On Sept. 19, I listened to a panel discussion on “Government 2.0” at the B.C. Information Summit 2012 at Robson Square. My opinion was then modified by three points made by the speakers.
Three new views
First, I came to realize that data sets released to the public are not solely utilized by trivial pursuit app developers and commercial data miners. Earlier in the day, David Wrate, a B.C. government Internet designer, related how data sets on road intersections with the highest accident rates were mapped and used by parents as a guide for their children on which streets to avoid when walking to school. As well, for example, The Tyee adapted data sets to produce a valuable interactive map of B.C.’s carbon sinks and sources, and that data transmitted through Twitter was being employed by Downtown Eastside residents to locate homeless shelter beds available that night, or to help them find the lowest cost or free food. (FOI expert Toby Mendel still has “some skepticism” about data set utility.)
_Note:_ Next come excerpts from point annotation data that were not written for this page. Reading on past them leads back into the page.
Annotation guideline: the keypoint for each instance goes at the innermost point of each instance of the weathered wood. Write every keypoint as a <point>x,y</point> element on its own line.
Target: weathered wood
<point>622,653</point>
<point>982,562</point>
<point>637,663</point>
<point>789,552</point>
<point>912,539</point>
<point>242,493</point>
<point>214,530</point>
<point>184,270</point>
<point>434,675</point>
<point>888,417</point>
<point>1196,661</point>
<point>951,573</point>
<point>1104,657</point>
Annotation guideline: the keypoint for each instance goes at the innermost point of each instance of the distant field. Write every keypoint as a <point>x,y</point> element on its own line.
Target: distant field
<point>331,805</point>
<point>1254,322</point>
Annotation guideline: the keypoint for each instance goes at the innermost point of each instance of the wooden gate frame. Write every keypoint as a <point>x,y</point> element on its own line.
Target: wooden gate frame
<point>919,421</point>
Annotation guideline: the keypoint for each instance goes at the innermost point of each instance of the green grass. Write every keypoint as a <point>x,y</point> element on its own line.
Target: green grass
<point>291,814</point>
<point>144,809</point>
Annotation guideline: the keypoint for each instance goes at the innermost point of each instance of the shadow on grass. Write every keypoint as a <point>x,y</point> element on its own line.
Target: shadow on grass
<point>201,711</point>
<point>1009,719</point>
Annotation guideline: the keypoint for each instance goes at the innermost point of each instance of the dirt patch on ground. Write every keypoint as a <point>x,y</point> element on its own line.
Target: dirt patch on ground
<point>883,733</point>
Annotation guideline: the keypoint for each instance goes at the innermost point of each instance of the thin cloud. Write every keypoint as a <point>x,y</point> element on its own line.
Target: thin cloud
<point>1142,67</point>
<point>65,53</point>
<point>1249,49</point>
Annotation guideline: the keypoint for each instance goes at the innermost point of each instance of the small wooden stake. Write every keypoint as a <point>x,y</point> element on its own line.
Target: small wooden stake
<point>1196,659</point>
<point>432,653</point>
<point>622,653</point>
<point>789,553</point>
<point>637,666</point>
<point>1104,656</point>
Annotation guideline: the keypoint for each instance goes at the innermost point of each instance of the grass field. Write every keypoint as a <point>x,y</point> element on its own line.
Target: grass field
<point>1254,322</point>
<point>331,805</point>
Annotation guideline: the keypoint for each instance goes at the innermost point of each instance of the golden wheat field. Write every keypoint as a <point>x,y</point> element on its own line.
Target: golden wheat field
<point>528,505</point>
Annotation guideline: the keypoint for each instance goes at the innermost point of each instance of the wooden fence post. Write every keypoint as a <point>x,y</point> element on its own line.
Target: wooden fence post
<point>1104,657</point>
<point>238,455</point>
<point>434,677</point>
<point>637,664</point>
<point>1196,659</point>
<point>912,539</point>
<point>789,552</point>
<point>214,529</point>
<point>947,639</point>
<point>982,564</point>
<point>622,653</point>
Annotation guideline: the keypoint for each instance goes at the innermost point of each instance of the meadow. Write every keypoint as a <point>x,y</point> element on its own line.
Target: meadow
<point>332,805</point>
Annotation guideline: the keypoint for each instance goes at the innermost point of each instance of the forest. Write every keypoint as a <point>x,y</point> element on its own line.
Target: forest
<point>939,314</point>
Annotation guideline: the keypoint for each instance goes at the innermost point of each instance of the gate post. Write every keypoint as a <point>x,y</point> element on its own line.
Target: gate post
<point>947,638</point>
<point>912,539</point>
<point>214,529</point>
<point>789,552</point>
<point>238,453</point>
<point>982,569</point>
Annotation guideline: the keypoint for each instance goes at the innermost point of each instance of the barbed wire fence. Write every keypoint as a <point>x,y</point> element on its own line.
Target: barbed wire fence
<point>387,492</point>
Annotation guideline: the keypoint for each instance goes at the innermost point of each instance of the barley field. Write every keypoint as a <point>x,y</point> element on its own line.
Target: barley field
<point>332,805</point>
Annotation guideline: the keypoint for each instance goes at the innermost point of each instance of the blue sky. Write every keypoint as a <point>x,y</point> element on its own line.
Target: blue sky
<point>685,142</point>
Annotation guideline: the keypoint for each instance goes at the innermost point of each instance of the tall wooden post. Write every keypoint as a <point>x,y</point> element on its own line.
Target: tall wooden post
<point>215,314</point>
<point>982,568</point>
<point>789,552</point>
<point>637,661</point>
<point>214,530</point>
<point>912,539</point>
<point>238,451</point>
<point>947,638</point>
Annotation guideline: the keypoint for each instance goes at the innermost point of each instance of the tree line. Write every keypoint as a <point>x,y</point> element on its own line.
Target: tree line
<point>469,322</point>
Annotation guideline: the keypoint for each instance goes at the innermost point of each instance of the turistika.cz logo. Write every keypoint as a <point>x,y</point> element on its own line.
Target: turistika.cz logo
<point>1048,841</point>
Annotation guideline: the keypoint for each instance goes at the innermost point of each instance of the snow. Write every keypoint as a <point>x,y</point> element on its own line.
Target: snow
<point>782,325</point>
Secondly, the online data set and social media solution is not nearly so democratic as its boosters claim, for — as criminology academic Mike Larsen said — you need technical expertise to process and understand data sets, expertise that much of the public does not have. Moreover, how many homeless can afford iPhones and laptops? (On this point, I see a class split growing between the techo-rich and the so-called “techno peasants” — which leads not to more socio-political equality, but less.)
Thirdly, Vancouver Sun reporter Chad Skelton explained that most of the database stories produced at the Sun were based on data sets that the newspaper had to obtain by FOI requests and not by governments’ routine release (one reason being that it is difficult for governments to redact data sets to protect individuals’ privacy), “and so we need the legal backstop of the FOI law.” Many other news media outlets have reported the same thing. This would seem to confirm my thesis that the option of legal coercion (that is, to appeal with the force of law if refused) is the only guarantee for real transparency.
Environmental activist Gwen Barlee also noted the limitations of generic data sets, insofar as they tell you what decisions were made, but not how, or why.
Not either/or
If the push for online government was monopolistic and techno-utopian to the detriment of FOI laws, then it would be the political equivalent of someone addictively texting on an iPhone while driving, with no thought to the lives of other people on the road. Such texting drivers are not deliberately trying to harm anyone else — they just imagine that their actions are perfectly safe (until joltingly shown otherwise).
Fortunately, few digital activists seem quite so extreme, and I never wrote that they were actively campaigning against stronger FOI laws. For example, David Eaves, one of the leaders of the open data campaign, wrote on his blog last March: “Let me pause to stress, I don’t share the above to disparage FOI. Quite the opposite. It is a critical and important tool and I’m not advocating for its end.”
Some observers believe that both sides need to bend a little; that is, FOI law advocates should not dismiss all data sets as useless, and digital enthusiasts in turn should work to protect and improve FOI laws. As Chad Skelton said: “FOI folks need to be less cynical, and open data folks need to be more cynical.”
My main argument has been slightly refined, then, but not reversed. I do now see the value of some data sets and social media. Yet I also stand 100 per cent behind my conclusion that much (but not all) of the digital activists’ campaign is inadvertently (but not deliberately) more damaging than helpful to the open government cause.